S’engager dans un stoïcisme actif, c’est aussi prendre comme critère d’action nos valeurs. J’agis parce que cela est conforme à la justice. L’action juste ne se mesure pas à son résultat, mais à sa conformité avec la vertu. Ainsi, même face à une société malade, le stoïcisme invite à agir comme un médecin qui soigne sans savoir s’il guérira — non par obsession du résultat, mais par fidélité à la nature rationnelle et sociale de l’homme. Là encore, Christelle Veillard l’exprime parfaitement :
« Il faut accepter le réel tel qu’il est, sans renoncer à agir. Accepter le réel, ne pas se cacher la réalité, admettre que notre puissance d’action est somme toute presque nulle ; mais ne pas se résigner, puisque nous avons compris, aussi, que nous sommes définis par les valeurs que nous portons. » (ibid.)
Voilà ce que je voulais exposer dans ce billet. Demandons-nous : est-ce que je me protège du monde extérieur, ou est-ce que je m’y relie avec tout ce que cela comporte d’inconfort ? Ultimement, et pour citer une dernière fois Christelle Veillard dont je recommande la lecture : « la pratique stoïcienne a pour objectif de comprendre que mon existence n’a aucune importance et que je dois m’effacer derrière mes devoirs. » C’est vers cela que le stoïcisme actif tend ; et il me semble que ce discours, à l’opposé du développement personnel, est assez peu porté aujourd’hui dans les microsphères stoïciennes.
Qu’en pensez-vous ?
votre approche est pour moi d une justesse évidente, ne pas tomber dans le piège de la passivité
merci pour votre analyse
merci pour cet éclaircissement.

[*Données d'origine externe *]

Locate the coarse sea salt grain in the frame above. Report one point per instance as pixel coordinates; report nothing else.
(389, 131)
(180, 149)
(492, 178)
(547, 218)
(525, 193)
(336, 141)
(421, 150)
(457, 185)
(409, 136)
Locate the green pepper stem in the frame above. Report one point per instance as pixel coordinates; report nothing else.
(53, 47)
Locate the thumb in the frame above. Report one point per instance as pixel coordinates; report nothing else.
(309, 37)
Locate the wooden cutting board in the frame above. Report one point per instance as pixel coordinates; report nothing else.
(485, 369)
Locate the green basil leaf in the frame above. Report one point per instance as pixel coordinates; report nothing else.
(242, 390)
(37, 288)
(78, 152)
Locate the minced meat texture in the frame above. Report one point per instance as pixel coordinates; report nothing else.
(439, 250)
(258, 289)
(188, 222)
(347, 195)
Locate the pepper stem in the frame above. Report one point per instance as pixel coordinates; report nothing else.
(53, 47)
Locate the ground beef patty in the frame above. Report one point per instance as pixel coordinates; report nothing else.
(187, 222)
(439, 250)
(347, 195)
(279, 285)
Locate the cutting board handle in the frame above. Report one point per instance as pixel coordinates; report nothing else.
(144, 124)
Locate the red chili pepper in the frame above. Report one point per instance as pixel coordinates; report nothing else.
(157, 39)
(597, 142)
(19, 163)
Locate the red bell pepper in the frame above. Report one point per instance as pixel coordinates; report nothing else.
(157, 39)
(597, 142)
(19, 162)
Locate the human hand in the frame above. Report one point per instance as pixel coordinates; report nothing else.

Je me situe résolument du côté du stoïcisme actif. Pas plus tard que ce jeudi (manifs 2 octobre), j’ai essayé d’expliquer à un ami qui avait hésité à se joindre à la manifestation parce que ça « ne servirait sans doute à rien », que certes le résulat ne dépendait pas de lui, mais la décision d’y participer, si. Compte tenu de ses convictions, sa place était naturellement d’être là. Par ailleurs, distinguer ce qui ne dépend pas de moi permet de ne pas sombrer dans la déception, le dépit, le désespoir, la colère ou la tristesse. Accepter la réalité tout en essayant de la transformer, pour rester fidèle à soi-même. Et puis, pour aller vite, le bien n’est-il pas défini comme étant ce qui est « toujours utile », « jamais nuisible » (Christelle Veillard. Les stoïciens -une philosophie de l’exigence). Le stoïcisme passif n’est pas nuisible mais n’est certainement pas utile aux enfants de Gaza. Un peu moralisatrice je suis mais la philosophie stoïcienne n’est-elle pas destinée à développer notre humanité ?

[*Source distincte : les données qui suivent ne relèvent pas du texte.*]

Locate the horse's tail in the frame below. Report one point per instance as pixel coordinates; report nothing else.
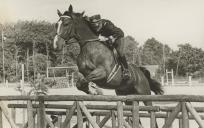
(155, 86)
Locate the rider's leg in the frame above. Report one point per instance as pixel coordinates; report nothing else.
(119, 45)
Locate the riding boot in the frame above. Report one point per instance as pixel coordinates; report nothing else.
(126, 74)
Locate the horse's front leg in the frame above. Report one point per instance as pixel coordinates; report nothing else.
(87, 87)
(82, 84)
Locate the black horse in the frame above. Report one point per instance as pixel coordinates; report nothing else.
(96, 62)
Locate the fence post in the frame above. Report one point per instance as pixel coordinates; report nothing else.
(113, 119)
(120, 114)
(185, 121)
(13, 114)
(59, 122)
(79, 116)
(152, 120)
(41, 115)
(30, 114)
(190, 80)
(1, 118)
(135, 115)
(97, 119)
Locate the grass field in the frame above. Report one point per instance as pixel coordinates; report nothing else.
(174, 90)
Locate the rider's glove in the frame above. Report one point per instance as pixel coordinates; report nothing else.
(112, 39)
(102, 38)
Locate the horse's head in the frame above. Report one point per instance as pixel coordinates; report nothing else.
(70, 25)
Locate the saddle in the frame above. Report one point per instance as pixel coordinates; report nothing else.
(114, 51)
(118, 64)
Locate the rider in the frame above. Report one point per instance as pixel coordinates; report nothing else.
(106, 29)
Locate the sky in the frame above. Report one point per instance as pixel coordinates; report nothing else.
(171, 22)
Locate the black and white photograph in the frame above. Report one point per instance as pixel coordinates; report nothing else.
(101, 63)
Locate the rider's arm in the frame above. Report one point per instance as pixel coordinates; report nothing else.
(113, 30)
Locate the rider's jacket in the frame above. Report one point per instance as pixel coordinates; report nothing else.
(106, 28)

C’est une distinction intéressante, mais je ne pense pas qu’aucun stoïcien n’ait défendu la passivité. Pour eux, l’engagement dans la communauté était essentiel pour vivre conformément à la nature, puisque la raison elle-même est sociale. L’idée d’un « stoïcisme passif » semble plutôt être un développement moderne, peut-être teinté par la réinterprétation nietzschéenne du destin plutôt que par celle d’Épictète. L’amor fati de Nietzsche n’était pas une acceptation stoïcienne, mais une invention personnelle rejetant l’idée d’un cosmos rationnel. Les stoïciens ne se retiraient jamais du monde : ils y agissaient, de manière rationnelle et sans attachement aux résultats.